In addition, location matters.  “Older adults are retiring in areas, such as Florida, that experience a higher rate of extreme weather events,” notes Gamble, adding that more that 50% of older adults reside in only nine states, with Florida, California, New York, Texas, and Pennsylvania accounting for the top five.

Regions with higher levels of older adults, such as the five states mentioned above, are likely to be particularly at risk to changing precipitation patterns, tropical storms, flooding, and the urban heat island effect, a term describing the warming of urban areas relative to their rural surroundings due to the prevalence of buildings, roads, and other dark, heat-absorbing surfaces.

The report finds that older adults living in poverty or on fixed incomes are likely to experience greater exposure to some climate-related impacts, especially the effects of heat waves or hurricanes. Poverty is a primary contributor to social vulnerability, as financial status affects their ability to respond quickly and effectively.

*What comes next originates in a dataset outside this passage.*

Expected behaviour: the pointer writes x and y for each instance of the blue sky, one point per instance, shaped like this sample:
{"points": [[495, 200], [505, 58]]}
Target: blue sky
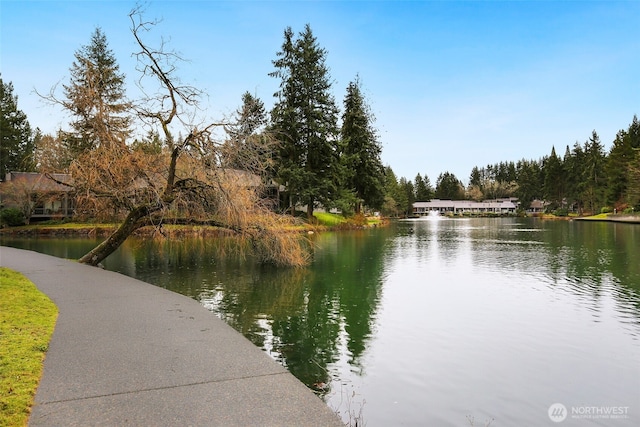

Older adults living in poverty can be more vulnerable to property damage and loss due to lack of insurance, limited personal finances, and poor credit worthiness.  In addition, older adults living in poverty may not have transportation to evacuate an area during an extreme weather event and may live in substandard housing, also increasing their risks.

The authors highlight a number of measures, called adaptations, that may address such vulnerability.

Such adaptations promote effective community responses to risks thought to be climate-related and may include: community support networks, subsidization of air conditioners, and community-based registries to help identify and reach those who require evacuation assistance. Similarly, planting trees or installing green roofs can reduce the urban heat island effect.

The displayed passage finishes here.